Reuters: Maersk Line, the world’s largest container shipping company, said last week it will slash costs, cut staff by almost a fifth and pull out of vessel orders as trade along the busiest routes in the world, from Asia to Europe, slows down.

The business, part of the A.P. Moller-Maersk conglomerate , is a bellwether for global trade and the shipping industry, which is run mainly by unlisted companies not required to make their assessments or financial circumstances public.

The plans come two weeks after A.P. Moller-Maersk cut its 2015 profit forecast by 15%, blaming a slowdown in the container shipping market.

“A number of markets have disappointed with a lot weaker demand than expected this year,” Maersk Line Chief Executive Soren Skou told reporters on a conference call.

“And it’s first of all Asia to Europe, which has had negative growth. Europeans have been importing less this year from Asia than last year and that was frankly a surprise.”

Raw material trade routes, such as West Africa and the east coast of Latin America, had also slowed, Skou said, because “what went up with China, went down with China,” Skou said.

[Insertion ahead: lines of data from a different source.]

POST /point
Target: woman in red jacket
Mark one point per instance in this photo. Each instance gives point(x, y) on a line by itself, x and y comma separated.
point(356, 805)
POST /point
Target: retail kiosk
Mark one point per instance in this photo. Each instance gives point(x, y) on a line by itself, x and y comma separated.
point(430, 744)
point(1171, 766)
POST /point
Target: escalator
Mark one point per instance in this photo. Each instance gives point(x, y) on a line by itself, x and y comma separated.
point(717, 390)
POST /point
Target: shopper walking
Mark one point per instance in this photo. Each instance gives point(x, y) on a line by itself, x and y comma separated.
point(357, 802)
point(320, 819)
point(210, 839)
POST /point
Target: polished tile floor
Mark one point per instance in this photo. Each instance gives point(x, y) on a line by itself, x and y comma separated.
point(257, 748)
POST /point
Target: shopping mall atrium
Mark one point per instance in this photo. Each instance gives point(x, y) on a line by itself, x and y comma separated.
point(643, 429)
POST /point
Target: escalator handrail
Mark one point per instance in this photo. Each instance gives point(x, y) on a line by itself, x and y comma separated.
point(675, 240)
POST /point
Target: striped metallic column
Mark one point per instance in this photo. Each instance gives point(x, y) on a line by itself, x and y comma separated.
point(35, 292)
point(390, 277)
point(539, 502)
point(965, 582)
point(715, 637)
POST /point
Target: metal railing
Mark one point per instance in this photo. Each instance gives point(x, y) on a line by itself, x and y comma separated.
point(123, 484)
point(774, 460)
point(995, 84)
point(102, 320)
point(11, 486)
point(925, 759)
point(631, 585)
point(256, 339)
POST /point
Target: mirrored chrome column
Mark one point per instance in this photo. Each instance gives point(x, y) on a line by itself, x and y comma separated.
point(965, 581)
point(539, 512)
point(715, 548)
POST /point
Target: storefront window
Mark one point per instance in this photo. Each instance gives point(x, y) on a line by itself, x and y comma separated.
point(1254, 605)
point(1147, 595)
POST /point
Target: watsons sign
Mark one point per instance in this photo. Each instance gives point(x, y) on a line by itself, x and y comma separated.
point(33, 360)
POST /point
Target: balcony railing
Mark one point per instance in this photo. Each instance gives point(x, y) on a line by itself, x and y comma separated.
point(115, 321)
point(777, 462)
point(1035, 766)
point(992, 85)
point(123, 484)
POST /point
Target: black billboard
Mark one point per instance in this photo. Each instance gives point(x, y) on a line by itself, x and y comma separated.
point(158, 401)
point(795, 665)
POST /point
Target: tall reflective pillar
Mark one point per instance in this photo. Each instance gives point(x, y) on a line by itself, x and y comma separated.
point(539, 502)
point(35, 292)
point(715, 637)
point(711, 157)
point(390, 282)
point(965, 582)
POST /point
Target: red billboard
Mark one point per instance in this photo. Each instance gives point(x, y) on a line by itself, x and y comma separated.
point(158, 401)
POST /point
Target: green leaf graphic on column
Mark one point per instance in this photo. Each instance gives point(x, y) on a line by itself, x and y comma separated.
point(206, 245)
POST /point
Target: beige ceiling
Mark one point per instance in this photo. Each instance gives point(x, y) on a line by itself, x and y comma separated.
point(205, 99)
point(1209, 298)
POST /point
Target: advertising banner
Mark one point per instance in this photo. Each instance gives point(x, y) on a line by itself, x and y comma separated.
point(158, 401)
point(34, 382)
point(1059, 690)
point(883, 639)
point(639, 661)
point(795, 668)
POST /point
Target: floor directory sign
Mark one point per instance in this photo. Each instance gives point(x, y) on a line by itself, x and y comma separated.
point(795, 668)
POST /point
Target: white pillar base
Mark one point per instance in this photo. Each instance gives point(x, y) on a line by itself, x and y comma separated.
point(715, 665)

China’s factory activity fell for an eighth straight month in October, a private survey showed on Monday, pointing to continued sluggishness in the world’s second-largest economy.

The cost of transporting a container has slumped this year compared to already weak previous years due to overcapacity in the shipping market as trade volumes failed to recover from the 2008 financial crisis.

Weekly freight spot rates on Asia to Europe routes have been languishing below $ 1,000 per 20-foot container, according to the Shanghai Containerised Freight Index, spending all but five weeks of the year at or below levels deemed profitable.

Shipowners ‘digging their graves’

Maersk Line said it would save $ 250 million in the coming two years and reduce its workforce by 17% or 4,000 people, mainly through attrition. 

The company, with a fleet of 600 ships, ordered 27 new vessels this year, including 11 of its flagship Triple E mega-vessels that can carry about 20,000 20-foot containers, with an option to order eight more.

Now it says it will not exercise the options, including on six of the largest ships. The orders would have gone to Korea’s Daewoo Shipbuilding and Marine Engineering Co and China’s Cosco.

Overcapacity has long been a problem in the industry and has been exacerbated by companies ordering new mega-vessels, rushing to place orders before new environmental regulations take effect next year, said Jan Tiedemann, an analyst with shipping consultancy Alphaliner.

“Shipping companies definitely ordered too much because they tried to get these ships with a Tier II compliance,” Tiedemann said, referring to the new international regulations aimed at cutting nitrogen oxide emissions.

“What happens now is some who optimistically have done that are getting cold feet. They thought maybe we can get away with it – the ships will be delivered in 2017, the market would have recovered by then and now they say, ‘we’re digging our own grave’.” Maersk Line said it had not gone on a buying spree to avoid the regulations, noting its previous order for new ships was in 2011.